The two pipelines are merged together in ```de_pipeline + ds_pipeline```. Both pipelines will be executed when you invoke the following:

```kedro run```

The de_pipeline will preprocess the data, and ds_pipeline will then create features, train and evaluate the model.



## Log metrics and store machine learning model in MFlux.ai
Let's log the metrics and store the model in MFlux.ai.

Remove the model from the data set definition in ```conf/base/catalog.yml```.
MFlux.ai will instead take care of the model storing and versioning.

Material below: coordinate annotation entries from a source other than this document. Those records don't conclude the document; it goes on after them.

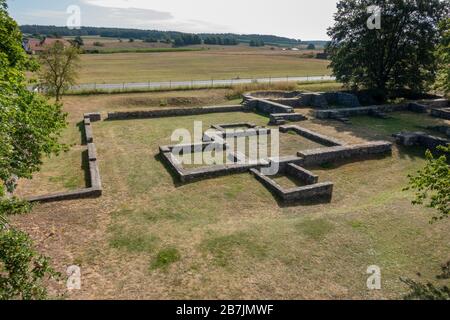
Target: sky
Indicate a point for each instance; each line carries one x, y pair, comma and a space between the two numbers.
299, 19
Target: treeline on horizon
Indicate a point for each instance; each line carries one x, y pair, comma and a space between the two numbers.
178, 38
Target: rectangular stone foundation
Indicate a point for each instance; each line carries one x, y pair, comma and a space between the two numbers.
95, 188
325, 155
311, 192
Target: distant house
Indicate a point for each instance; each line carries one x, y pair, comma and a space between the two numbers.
35, 46
322, 55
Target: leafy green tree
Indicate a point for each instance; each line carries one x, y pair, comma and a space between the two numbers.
29, 125
443, 56
398, 55
29, 128
432, 184
59, 71
78, 42
22, 269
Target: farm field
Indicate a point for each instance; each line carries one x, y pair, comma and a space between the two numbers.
150, 237
217, 63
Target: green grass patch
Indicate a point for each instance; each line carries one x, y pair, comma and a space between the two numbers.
228, 249
140, 50
316, 229
134, 240
165, 258
398, 121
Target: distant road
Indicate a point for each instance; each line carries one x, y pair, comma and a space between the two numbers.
194, 83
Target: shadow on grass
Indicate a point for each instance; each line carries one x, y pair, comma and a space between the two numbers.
82, 131
85, 168
176, 182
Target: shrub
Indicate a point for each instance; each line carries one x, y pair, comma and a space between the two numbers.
14, 206
22, 269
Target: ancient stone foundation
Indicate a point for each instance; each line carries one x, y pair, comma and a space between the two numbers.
173, 112
409, 139
94, 189
311, 190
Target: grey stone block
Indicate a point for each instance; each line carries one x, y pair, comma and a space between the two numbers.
314, 136
93, 117
89, 134
173, 112
92, 152
441, 113
325, 155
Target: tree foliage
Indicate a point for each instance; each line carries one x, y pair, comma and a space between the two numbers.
432, 184
29, 125
398, 55
22, 269
443, 56
60, 65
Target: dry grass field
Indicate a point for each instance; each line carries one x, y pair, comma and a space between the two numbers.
216, 63
150, 237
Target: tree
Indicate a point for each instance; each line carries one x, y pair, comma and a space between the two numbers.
78, 42
29, 128
398, 55
432, 183
29, 125
60, 65
443, 56
22, 269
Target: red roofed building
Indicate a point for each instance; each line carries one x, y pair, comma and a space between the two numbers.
34, 46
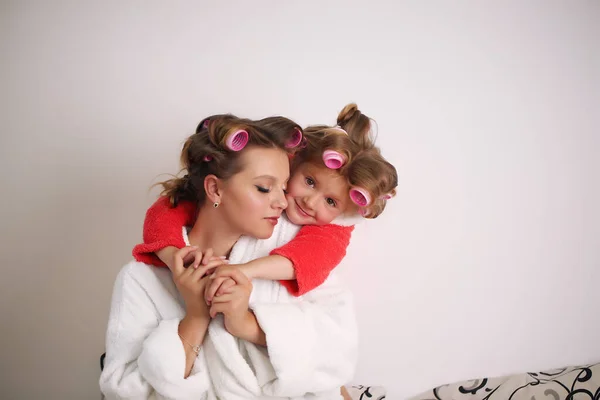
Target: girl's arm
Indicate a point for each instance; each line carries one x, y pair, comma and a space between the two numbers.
163, 231
301, 265
313, 254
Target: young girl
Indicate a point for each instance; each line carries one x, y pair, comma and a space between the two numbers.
337, 176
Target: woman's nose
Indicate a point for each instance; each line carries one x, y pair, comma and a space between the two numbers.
281, 201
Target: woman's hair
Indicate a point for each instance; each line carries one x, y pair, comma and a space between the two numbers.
207, 151
364, 167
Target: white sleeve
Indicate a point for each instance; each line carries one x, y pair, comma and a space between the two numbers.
144, 354
312, 341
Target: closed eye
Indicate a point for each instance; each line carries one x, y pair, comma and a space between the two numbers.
262, 189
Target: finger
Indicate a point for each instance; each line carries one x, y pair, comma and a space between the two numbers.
197, 259
208, 254
180, 254
213, 287
202, 270
223, 299
226, 287
217, 308
234, 273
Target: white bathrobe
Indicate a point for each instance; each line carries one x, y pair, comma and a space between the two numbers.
311, 340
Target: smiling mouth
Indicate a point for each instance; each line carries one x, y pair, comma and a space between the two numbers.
302, 210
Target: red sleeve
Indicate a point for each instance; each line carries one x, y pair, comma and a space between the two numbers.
315, 252
162, 228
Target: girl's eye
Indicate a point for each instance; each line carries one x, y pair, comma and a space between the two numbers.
262, 189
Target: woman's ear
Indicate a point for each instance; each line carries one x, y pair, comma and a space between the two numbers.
212, 189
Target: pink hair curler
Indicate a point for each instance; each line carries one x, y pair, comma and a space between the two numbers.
360, 197
339, 128
333, 159
295, 140
237, 141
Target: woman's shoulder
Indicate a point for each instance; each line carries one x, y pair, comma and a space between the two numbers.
143, 275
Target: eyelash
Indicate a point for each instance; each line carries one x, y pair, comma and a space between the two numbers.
311, 182
262, 189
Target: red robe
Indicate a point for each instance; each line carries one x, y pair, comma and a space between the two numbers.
314, 252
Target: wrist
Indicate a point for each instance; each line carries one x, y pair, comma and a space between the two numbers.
194, 322
249, 270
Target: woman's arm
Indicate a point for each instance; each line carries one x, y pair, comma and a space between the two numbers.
144, 353
312, 342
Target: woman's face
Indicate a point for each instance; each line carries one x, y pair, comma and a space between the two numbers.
252, 200
316, 195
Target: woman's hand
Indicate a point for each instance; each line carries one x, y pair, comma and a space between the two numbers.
191, 281
239, 320
221, 284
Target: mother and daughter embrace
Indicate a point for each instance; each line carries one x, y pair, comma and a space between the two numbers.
234, 293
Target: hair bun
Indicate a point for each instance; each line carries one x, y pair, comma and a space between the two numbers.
347, 114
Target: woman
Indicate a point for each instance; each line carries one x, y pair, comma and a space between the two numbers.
161, 340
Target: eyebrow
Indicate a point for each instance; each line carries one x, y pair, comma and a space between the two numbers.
271, 178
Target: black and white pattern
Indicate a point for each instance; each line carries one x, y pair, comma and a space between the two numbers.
570, 383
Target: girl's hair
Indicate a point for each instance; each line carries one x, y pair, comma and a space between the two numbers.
206, 151
364, 166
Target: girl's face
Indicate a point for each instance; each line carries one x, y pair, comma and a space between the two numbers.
254, 198
316, 195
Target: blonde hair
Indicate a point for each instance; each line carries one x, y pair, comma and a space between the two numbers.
364, 166
206, 152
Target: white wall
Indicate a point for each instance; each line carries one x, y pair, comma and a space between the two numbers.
486, 263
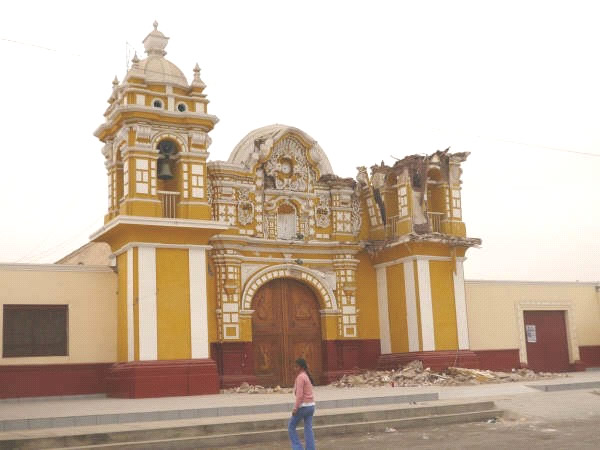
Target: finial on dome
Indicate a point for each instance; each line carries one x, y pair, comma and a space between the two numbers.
197, 82
155, 42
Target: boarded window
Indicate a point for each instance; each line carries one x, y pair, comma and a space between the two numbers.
286, 222
35, 330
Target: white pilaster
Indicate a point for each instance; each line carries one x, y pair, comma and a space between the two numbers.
130, 337
425, 305
384, 316
461, 307
412, 323
198, 308
148, 325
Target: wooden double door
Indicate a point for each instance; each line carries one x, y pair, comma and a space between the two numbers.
546, 340
286, 325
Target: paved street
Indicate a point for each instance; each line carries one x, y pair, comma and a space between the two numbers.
557, 420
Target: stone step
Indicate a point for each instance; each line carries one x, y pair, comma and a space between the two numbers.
550, 387
196, 413
250, 429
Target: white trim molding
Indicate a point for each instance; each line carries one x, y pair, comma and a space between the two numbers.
566, 306
159, 222
148, 323
384, 317
460, 304
198, 299
313, 278
426, 305
130, 328
156, 245
416, 258
55, 267
412, 319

In the file ```src/ml_pipeline/nodes/video_classification.py``` add the following imports

```python
import mlflow
import mlflow.keras
import mflux_ai
```

In the same file replace the method ```evaluate_model()``` with this new definition:
```python
def evaluate_model(model: keras.models.Model, x_test: np.ndarray, y_test: np.ndarray):
    """
    Calculate the validation accuracy and the validation loss. Log it to MFlux.ai. Store
    the model in MFlux.ai
    :param model: Trained model.
    :param x_test: Testing data of features.
    :param y_test: Testing data for target.
    """
    # Note: in the following line, insert the project token shown on your dashboard page.
    mflux_ai.init("your_project_token_goes_here")
    evaluation_scores = model.evaluate(x_test, y_test)
    for i, metric_name in enumerate(model.metrics_names):
        mlflow.log_metric("validation_"+ str(metric_name), evaluation_scores[i])
    mlflow.log_param("model_type", model.__class__.__name__)
    mlflow.keras.log_model(model, "model")
```

Remember to replace the "your_project_token_goes_here" field with your MFlux.ai project token.

## Check your tracking UI
You should now be able to see the metric and model that you logged in your MLflow tracking UI.

This tutorial is open source, if you have suggestions for how this tutorial can be improved, you are welcome to propose a change.